The novel commences with DI Annie Cabbot being called to the vicious death of a wheelchair bound woman by the sea. When she discovers the identity of the woman who is linked to an old and horrific case that first introduced Annie into Bank’s life, the stakes change. This is a high profile case where, it’s felt, justice has at last been served. But that doesn’t change the fact that a murderer has struck and must be brought to justice. At the same time, Banks is called to investigate the murder of a beautiful, clever and popular young woman who is found in an area known as The Maze in Eastvale.

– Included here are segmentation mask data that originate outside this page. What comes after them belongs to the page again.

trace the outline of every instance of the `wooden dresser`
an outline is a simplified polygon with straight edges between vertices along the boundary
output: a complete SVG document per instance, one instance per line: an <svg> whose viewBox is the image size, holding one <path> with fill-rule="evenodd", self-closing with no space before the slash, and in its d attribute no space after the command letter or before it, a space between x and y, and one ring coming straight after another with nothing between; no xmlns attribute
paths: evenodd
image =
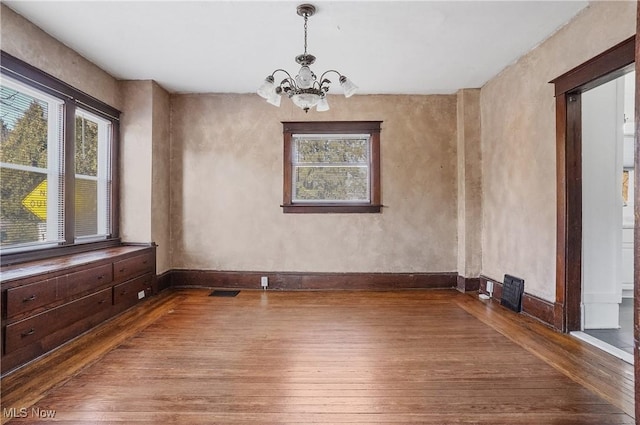
<svg viewBox="0 0 640 425"><path fill-rule="evenodd" d="M124 245L3 267L2 375L155 294L155 258Z"/></svg>

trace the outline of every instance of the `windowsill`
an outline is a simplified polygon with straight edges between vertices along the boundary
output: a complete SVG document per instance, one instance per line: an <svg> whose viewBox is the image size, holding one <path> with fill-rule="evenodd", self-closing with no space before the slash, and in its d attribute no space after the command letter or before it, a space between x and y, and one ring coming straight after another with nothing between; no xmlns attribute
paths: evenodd
<svg viewBox="0 0 640 425"><path fill-rule="evenodd" d="M104 248L112 248L122 243L120 238L104 239L98 242L85 242L74 245L59 245L42 249L34 249L31 251L22 251L14 253L3 253L0 255L0 265L2 267L28 263L37 260L46 260L49 258L61 257L69 254L78 254L82 252L96 251Z"/></svg>
<svg viewBox="0 0 640 425"><path fill-rule="evenodd" d="M285 214L375 214L382 211L382 205L371 204L287 204L281 207Z"/></svg>

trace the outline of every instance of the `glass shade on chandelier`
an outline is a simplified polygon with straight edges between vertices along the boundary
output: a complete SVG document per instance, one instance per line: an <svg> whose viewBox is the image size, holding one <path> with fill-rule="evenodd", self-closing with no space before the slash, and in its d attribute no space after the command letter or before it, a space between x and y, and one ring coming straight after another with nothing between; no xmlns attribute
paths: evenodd
<svg viewBox="0 0 640 425"><path fill-rule="evenodd" d="M276 87L274 84L273 76L268 76L264 83L258 88L258 94L265 98L268 103L274 106L280 106L280 93L277 90L279 87Z"/></svg>
<svg viewBox="0 0 640 425"><path fill-rule="evenodd" d="M328 111L327 92L331 84L331 81L325 78L328 74L335 73L338 75L345 97L353 96L358 87L347 77L333 69L325 71L319 79L316 77L316 74L309 67L315 62L316 57L307 53L307 20L309 16L315 13L316 8L310 4L302 4L298 6L297 11L298 15L304 18L304 53L296 56L296 62L301 65L300 70L295 77L292 77L284 69L276 69L265 78L257 93L274 106L280 106L280 100L284 93L294 105L305 112L309 112L309 109L313 107L320 112ZM275 75L277 73L285 74L279 84L275 83Z"/></svg>

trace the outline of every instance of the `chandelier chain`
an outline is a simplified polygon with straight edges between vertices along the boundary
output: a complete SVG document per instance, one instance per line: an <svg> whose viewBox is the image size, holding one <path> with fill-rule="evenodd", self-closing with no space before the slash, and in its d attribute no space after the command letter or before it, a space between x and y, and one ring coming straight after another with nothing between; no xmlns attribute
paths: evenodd
<svg viewBox="0 0 640 425"><path fill-rule="evenodd" d="M307 20L309 19L308 14L304 14L304 54L307 54Z"/></svg>

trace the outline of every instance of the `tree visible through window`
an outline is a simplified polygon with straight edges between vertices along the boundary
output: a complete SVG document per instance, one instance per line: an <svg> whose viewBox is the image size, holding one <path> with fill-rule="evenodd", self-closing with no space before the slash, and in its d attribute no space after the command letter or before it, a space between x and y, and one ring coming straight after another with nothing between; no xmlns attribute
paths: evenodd
<svg viewBox="0 0 640 425"><path fill-rule="evenodd" d="M62 102L8 80L0 102L2 246L60 242Z"/></svg>
<svg viewBox="0 0 640 425"><path fill-rule="evenodd" d="M79 109L75 133L75 235L104 236L109 233L111 123Z"/></svg>
<svg viewBox="0 0 640 425"><path fill-rule="evenodd" d="M380 211L379 121L284 127L284 212Z"/></svg>
<svg viewBox="0 0 640 425"><path fill-rule="evenodd" d="M293 202L369 202L369 135L294 135Z"/></svg>

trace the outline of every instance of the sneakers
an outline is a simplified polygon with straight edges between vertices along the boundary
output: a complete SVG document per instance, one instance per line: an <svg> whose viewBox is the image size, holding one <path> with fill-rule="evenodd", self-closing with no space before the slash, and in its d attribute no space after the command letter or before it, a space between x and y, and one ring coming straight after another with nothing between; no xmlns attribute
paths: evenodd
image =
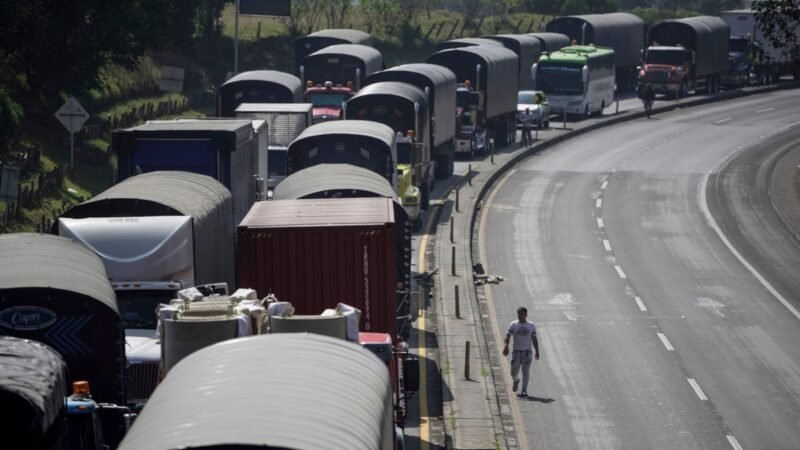
<svg viewBox="0 0 800 450"><path fill-rule="evenodd" d="M517 392L518 387L519 387L519 380L514 380L514 385L511 386L511 390Z"/></svg>
<svg viewBox="0 0 800 450"><path fill-rule="evenodd" d="M527 397L528 393L526 391L522 391L522 392L519 393L519 396L520 397Z"/></svg>

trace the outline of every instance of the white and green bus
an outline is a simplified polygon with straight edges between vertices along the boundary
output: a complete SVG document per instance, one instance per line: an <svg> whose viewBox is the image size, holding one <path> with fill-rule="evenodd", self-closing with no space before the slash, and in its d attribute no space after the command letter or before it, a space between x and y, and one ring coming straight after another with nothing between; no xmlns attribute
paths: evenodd
<svg viewBox="0 0 800 450"><path fill-rule="evenodd" d="M614 102L614 50L571 45L544 54L531 68L536 89L544 91L553 113L602 114Z"/></svg>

At first, there seems to be nothing in common with the two cases but, as the investigations proceed and both Banks and Annie are forced to think outside the square, commonalities begin to emerge – commonalities that lead them to discover the lies that have kept dark secrets hidden, and that the killer or killers are closer than they thought.
What I love about Robinson’s books, apart from the cases themselves, is that he also delves into and as a consequence develops, the personal lives and friendships between the central characters. Banks and Cabbot have had a rather tumultuous personal relationship and, in this book, it’s no exception with Annie making mistakes, feeling judged (something which she is perfectly capable of doing to herself and far more harshly than those close to her, despite what she thinks) and failing to trust those who only have her best interests at heart. Likewise, Banks doesn’t know how to recapture the friendship he’s enjoyed with Annie nor reconcile the loss he feels now that their intimate relationship has ended.
Nonetheless, this doesn’t directly affect their ability to work together as a team nor acknowledge each other’s strengths just as they accept each other’s weaknesses. Something all the officers do to a greater and lesser degree.
Another fine addition to such a consistently strong and utterly readable series.